SutaCentral, read me a sutta (Emma)

karl_lew · August 10, 2018, 8:11pm

I’ve been experimenting with the “SuttaCentral, read me a sutta” concept, especially in the area of text-to-speech (TTS). I’ve evaluated several ways of converting printed material to speech:

Amazon Polly
IBM Watson TextToSpeech
ChromeVox
ispeech.org
several others too bad to list

As the primary criterion for choosing among these, I would propose that any automatic speech for suttas should ideally be conducive to aware and tranquil listening. In other words, not only is the informational content important, but the delivery itself should be clear, dispassionate, engaging and smooth.

The services/software listed above are shown in decreasing order of acceptability. Amazon Polly is the best and offers many voices, many of which are conversationally engaging and smooth. Here is an excerpt of The Root of Existence MN1 spoken by AWS Polly using the Emma and Amy voices at varying pitches and rates.
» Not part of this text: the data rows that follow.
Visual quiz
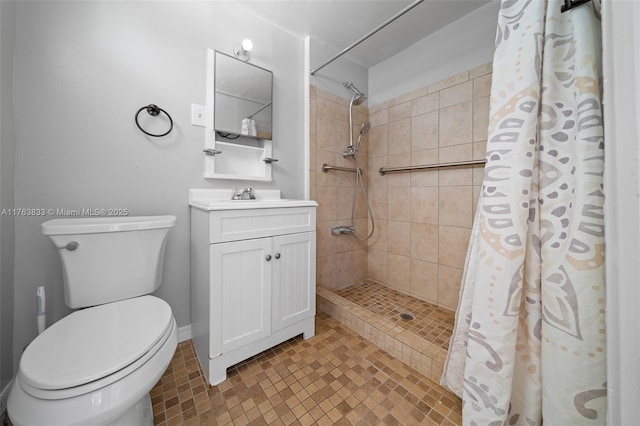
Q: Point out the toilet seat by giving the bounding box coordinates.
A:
[18,296,175,399]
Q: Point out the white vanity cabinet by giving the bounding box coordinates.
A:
[191,191,316,385]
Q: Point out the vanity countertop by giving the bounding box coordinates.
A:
[189,189,318,211]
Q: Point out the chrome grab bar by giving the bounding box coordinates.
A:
[379,160,487,176]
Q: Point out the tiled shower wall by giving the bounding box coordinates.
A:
[309,86,368,289]
[367,64,491,309]
[310,64,491,309]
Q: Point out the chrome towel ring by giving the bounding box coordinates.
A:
[136,104,173,138]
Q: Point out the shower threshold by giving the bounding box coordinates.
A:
[317,280,455,383]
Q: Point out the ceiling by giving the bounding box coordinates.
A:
[235,0,490,68]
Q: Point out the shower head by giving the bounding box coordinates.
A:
[356,120,371,152]
[360,120,371,136]
[342,81,367,105]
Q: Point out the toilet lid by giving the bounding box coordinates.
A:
[20,296,173,390]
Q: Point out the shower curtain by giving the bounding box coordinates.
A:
[441,0,606,425]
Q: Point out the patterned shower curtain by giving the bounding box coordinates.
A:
[442,0,606,426]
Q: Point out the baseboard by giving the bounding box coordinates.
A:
[178,324,191,343]
[0,380,13,424]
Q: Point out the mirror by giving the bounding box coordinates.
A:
[214,51,273,140]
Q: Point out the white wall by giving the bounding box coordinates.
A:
[368,0,500,105]
[602,1,640,425]
[309,38,369,99]
[13,1,305,370]
[0,1,16,398]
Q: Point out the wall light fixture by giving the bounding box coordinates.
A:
[233,38,253,62]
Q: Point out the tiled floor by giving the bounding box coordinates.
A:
[151,313,461,425]
[335,280,455,349]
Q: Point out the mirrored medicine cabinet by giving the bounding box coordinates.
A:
[204,49,276,181]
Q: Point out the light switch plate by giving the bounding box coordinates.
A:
[191,104,207,127]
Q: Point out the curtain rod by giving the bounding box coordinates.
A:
[310,0,424,75]
[560,0,591,13]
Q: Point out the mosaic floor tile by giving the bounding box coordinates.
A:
[151,313,461,425]
[334,280,455,350]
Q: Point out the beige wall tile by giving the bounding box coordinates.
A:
[368,220,388,252]
[367,247,387,283]
[411,223,439,263]
[316,186,336,221]
[336,231,367,254]
[473,186,482,218]
[427,71,469,93]
[316,220,337,257]
[316,254,336,290]
[411,111,439,151]
[387,153,411,188]
[473,96,489,142]
[316,118,337,152]
[411,186,438,224]
[368,188,388,219]
[411,259,438,304]
[411,92,438,116]
[438,166,473,187]
[336,251,355,288]
[353,248,369,282]
[387,220,411,257]
[387,253,411,293]
[336,186,353,221]
[438,226,471,268]
[438,81,473,109]
[389,102,411,123]
[471,165,484,186]
[411,149,438,186]
[387,187,411,222]
[368,125,389,157]
[438,143,473,163]
[473,141,487,160]
[438,101,473,147]
[438,265,463,309]
[369,99,396,116]
[469,62,493,78]
[369,109,389,127]
[438,186,473,228]
[473,74,492,99]
[387,118,411,155]
[366,157,387,188]
[316,150,336,186]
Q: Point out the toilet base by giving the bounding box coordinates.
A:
[105,394,153,426]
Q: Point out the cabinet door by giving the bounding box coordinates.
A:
[210,238,273,358]
[272,232,316,331]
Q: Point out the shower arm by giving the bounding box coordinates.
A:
[309,0,424,75]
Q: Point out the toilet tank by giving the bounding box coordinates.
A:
[42,216,176,308]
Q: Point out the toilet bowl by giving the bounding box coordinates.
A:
[8,296,177,425]
[7,216,178,425]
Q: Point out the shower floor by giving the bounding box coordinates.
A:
[335,281,455,350]
[317,280,455,383]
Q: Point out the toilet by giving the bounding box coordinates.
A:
[7,216,178,425]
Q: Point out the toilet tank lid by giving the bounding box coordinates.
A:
[42,215,176,235]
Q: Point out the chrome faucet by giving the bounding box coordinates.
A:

For example, p30 means -30% of natural voice pitch, and r10 means -10% of normal speaking speed.

The Root of Existence MN1/Bodhi AWSPolly/Emma/p30r10
The Root of Existence MN1/Bodhi AWSPolly/Emma/p20r20
The Root of Existence MN1/Bodhi AWSPolly/Emma/p15-r20
The Root of Existence MN1/Bodhi AWSPolly/Amy/p0-r20

Please listen to these samples and share your thoughts on:

clarity: are the words spoken clearly? What words are difficult?
engagement: how long could you listen to such a voice? one sutta? several suttas? an afternoon of suttas?
affect: how does the speech affect you? Is it irritating? Is it neutral? Is it calming?
content: is there any sutta excerpt you’d like to hear? I’ll be happy to generate it.
anything else that comes to mind

NOTE: Please ignore the advertisements. They are from SoundCloud, which I’m using just for sharing prototypes. SuttaCentral itself would not have such ads.

Viveka · August 10, 2018, 9:17pm

clarity: are the words spoken clearly? What words are difficult?

It took me the whole of the first section to ‘align’ my hearing to the speech. the pitch and the ‘whispery’ quality made it difficult to distinguish between words. I didn’t recognise the word 'Earth" until the last repetition.

engagement: how long could you listen to such a voice? one sutta? several suttas? an afternoon of suttas?

It definitely gets easier the longer one listens. I would classify it as tolerable rather than pleasant - definitely only use it if there is a strong need ie no other option.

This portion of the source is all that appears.